Current bacterial endotoxin testing systems can be labor-intensive and time-consuming, involving several manual pipetting steps. In our quality control laboratory, annually, we test about 15,000 samples of different grades of purified water, WFI and water samples taken to validate cleaning procedures for endotoxins. We are currently using the Kinetic-QCL™ assay which is a pharmacopeia method that provides reliable results. We compared this assay with another Limulus amebocyte lysate (LAL)-based assay (Endosafe®-MCS) and an alternative endpoint fluorescent recombinant Factor C (rFC) assay (ENDOZYME II GO®). Both these assays have been developed to reduce analyst preparation time. Our objective was to assess if they could increase the throughput of our testing while maintaining low rates of invalid results. The results demonstrated that the two most appropriate methods for rapid endotoxin detection in water are our current assay, K-QCL, and the rFC-based assay, ENDOZYME II GO. This latter assay was found to be less sensitive to interference than our current assay, particularly in cleaning validation water samples. It also showed better performance, accuracy, repeatability and had a shorter time-to-results. ENDOZYME II GO assay allows quick testing of large numbers of samples with reliable results and is a good alternative for conventional LAL assays.

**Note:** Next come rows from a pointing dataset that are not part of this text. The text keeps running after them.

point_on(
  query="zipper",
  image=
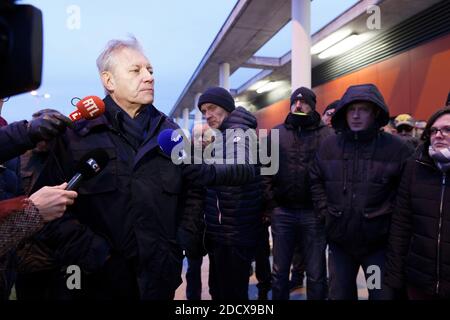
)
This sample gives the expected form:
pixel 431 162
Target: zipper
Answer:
pixel 439 233
pixel 218 209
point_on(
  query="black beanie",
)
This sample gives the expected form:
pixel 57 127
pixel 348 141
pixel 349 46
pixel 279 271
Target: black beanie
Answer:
pixel 305 94
pixel 218 96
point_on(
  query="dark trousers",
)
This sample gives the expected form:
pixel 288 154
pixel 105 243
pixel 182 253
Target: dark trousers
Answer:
pixel 229 267
pixel 298 264
pixel 287 226
pixel 262 261
pixel 343 268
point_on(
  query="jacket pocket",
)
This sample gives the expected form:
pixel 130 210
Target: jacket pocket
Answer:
pixel 105 180
pixel 334 224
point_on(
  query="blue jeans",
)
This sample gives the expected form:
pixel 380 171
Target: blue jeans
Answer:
pixel 344 266
pixel 287 226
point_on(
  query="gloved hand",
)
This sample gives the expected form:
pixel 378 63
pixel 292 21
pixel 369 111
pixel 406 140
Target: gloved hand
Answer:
pixel 47 126
pixel 200 174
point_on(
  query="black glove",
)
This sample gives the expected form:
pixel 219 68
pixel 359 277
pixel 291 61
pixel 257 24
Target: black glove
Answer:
pixel 47 126
pixel 200 174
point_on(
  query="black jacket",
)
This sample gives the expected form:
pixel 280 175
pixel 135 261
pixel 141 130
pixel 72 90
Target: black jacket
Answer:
pixel 133 210
pixel 419 241
pixel 232 213
pixel 355 178
pixel 290 186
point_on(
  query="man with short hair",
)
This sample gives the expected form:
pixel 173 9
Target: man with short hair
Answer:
pixel 329 112
pixel 354 181
pixel 404 125
pixel 125 232
pixel 232 212
pixel 288 198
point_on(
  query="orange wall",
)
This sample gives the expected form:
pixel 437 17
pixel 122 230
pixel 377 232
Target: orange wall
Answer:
pixel 415 82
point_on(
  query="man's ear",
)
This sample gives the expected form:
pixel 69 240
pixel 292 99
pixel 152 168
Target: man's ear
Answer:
pixel 108 80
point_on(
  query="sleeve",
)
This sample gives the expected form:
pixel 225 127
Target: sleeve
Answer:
pixel 400 233
pixel 73 243
pixel 19 225
pixel 318 191
pixel 14 140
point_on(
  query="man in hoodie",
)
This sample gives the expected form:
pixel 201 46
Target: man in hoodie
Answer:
pixel 232 213
pixel 354 182
pixel 288 196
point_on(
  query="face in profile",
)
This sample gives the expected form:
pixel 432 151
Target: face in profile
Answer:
pixel 214 114
pixel 440 133
pixel 131 81
pixel 360 116
pixel 300 106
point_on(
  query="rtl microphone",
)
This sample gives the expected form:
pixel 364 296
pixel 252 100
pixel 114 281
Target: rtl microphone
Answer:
pixel 89 166
pixel 88 108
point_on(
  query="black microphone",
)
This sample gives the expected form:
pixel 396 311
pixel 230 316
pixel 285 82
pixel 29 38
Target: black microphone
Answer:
pixel 89 166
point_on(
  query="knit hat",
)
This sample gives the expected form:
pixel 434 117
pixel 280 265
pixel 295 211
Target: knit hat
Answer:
pixel 404 119
pixel 332 105
pixel 219 96
pixel 305 94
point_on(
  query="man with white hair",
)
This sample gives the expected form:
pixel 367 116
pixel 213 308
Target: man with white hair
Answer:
pixel 131 221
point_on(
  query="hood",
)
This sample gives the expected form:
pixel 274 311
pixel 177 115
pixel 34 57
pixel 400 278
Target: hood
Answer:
pixel 240 118
pixel 363 92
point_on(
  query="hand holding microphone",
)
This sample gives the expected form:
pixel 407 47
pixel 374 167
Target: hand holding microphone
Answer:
pixel 48 126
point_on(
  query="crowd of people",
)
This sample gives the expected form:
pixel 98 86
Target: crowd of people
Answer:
pixel 369 188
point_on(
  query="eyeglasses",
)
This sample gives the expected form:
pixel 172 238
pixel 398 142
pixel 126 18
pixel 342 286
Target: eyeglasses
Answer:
pixel 445 131
pixel 404 129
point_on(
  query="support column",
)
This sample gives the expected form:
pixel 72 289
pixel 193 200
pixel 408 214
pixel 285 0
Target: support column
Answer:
pixel 198 114
pixel 301 44
pixel 224 75
pixel 185 125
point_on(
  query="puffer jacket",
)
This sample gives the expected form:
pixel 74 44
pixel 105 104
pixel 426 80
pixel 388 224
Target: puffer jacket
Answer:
pixel 290 186
pixel 419 242
pixel 233 213
pixel 356 175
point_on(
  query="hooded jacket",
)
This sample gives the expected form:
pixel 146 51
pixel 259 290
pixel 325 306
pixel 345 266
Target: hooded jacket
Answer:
pixel 290 186
pixel 419 243
pixel 233 213
pixel 356 175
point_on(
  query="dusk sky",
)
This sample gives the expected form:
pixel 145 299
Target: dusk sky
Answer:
pixel 175 35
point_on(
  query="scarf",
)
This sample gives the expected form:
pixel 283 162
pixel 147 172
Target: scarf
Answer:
pixel 441 158
pixel 303 121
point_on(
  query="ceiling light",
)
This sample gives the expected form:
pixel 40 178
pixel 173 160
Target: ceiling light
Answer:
pixel 269 86
pixel 257 85
pixel 330 40
pixel 343 46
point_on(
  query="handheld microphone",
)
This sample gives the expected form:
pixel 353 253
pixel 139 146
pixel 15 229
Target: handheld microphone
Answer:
pixel 88 108
pixel 89 166
pixel 168 139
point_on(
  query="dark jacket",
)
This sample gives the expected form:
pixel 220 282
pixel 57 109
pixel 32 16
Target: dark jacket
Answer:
pixel 131 211
pixel 232 213
pixel 290 186
pixel 355 177
pixel 419 241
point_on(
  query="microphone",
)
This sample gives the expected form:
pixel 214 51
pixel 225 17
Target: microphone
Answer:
pixel 88 108
pixel 89 166
pixel 170 139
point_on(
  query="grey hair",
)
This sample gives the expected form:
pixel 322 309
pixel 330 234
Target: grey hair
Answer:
pixel 105 60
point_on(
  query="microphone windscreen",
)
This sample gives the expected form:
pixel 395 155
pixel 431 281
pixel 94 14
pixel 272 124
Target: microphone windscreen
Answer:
pixel 91 107
pixel 168 139
pixel 92 163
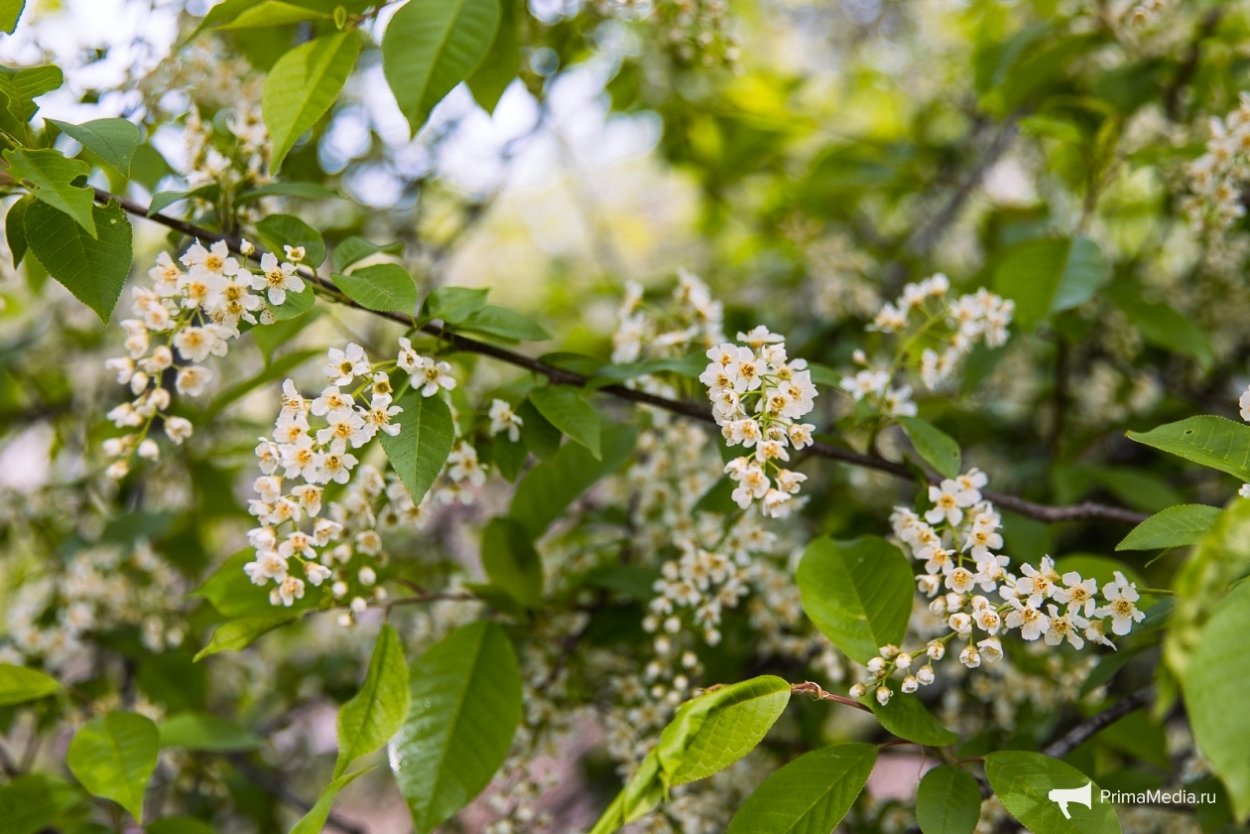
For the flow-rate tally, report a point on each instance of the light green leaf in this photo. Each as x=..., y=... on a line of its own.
x=454, y=304
x=948, y=802
x=465, y=708
x=386, y=288
x=376, y=712
x=566, y=409
x=239, y=634
x=934, y=445
x=546, y=489
x=1021, y=782
x=303, y=85
x=500, y=321
x=1176, y=527
x=50, y=175
x=423, y=444
x=510, y=560
x=114, y=757
x=1220, y=558
x=10, y=11
x=858, y=593
x=280, y=230
x=204, y=732
x=113, y=140
x=905, y=717
x=503, y=60
x=718, y=728
x=19, y=684
x=94, y=269
x=1050, y=275
x=1209, y=440
x=1215, y=682
x=314, y=822
x=433, y=45
x=809, y=795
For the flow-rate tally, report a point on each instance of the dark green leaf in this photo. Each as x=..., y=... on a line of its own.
x=423, y=444
x=858, y=593
x=809, y=795
x=386, y=288
x=430, y=46
x=93, y=269
x=113, y=140
x=465, y=708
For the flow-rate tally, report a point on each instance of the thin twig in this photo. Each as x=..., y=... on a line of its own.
x=1085, y=510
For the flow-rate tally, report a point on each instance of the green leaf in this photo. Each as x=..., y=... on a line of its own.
x=10, y=11
x=50, y=175
x=1209, y=440
x=303, y=85
x=94, y=269
x=433, y=45
x=546, y=489
x=24, y=85
x=204, y=732
x=503, y=60
x=386, y=288
x=254, y=14
x=858, y=593
x=948, y=802
x=1176, y=527
x=1050, y=275
x=809, y=795
x=454, y=304
x=114, y=757
x=1021, y=782
x=280, y=230
x=239, y=634
x=1215, y=682
x=510, y=560
x=500, y=321
x=423, y=444
x=356, y=249
x=905, y=717
x=19, y=684
x=314, y=822
x=718, y=728
x=934, y=445
x=113, y=140
x=15, y=229
x=566, y=409
x=376, y=712
x=465, y=708
x=306, y=190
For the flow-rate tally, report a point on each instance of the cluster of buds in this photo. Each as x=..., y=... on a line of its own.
x=758, y=396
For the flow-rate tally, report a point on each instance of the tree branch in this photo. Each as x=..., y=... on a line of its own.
x=1085, y=510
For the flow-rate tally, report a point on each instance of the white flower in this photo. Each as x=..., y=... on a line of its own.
x=504, y=419
x=278, y=279
x=1121, y=597
x=431, y=375
x=193, y=379
x=344, y=365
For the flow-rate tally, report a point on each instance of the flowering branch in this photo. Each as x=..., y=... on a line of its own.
x=1050, y=514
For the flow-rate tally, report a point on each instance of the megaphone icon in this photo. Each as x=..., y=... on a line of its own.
x=1064, y=795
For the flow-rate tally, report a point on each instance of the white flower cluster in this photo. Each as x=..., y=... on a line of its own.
x=101, y=589
x=958, y=540
x=943, y=329
x=180, y=320
x=691, y=321
x=758, y=396
x=1216, y=178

当前的细菌内毒素检测系统可能是劳动密集型且耗时的，涉及多个手动移液步骤。在我们的质量控制实验室，我们每年测试大约 15,000 个不同等级的纯净水样品、WFI 和用于验证内毒素清洁程序的水样。我们目前正在使用 Kinetic-QCL™ 测定法，这是一种药典方法，可提供可靠的结果。我们将此测定与另一种鲎进行了比较基于变形细胞裂解物 (LAL) 的测定 (Endosafe®-MCS) 和替代终点荧光重组因子 C (rFC) 测定 (ENDOZYME II GO®)。开发这两种检测方法是为了减少分析人员的准备时间。我们的目标是评估它们是否可以提高我们测试的吞吐量，同时保持低无效结果率。结果表明，在水中快速检测内毒素的两种最合适的方法是我们目前的检测方法 K-QCL 和基于 rFC 的检测方法 ENDOZYME II GO。发现后一种测定对干扰的敏感性低于我们目前的测定，特别是在清洁验证水样方面。它还表现出更好的性能、准确性、可重复性，并且获得结果的时间更短。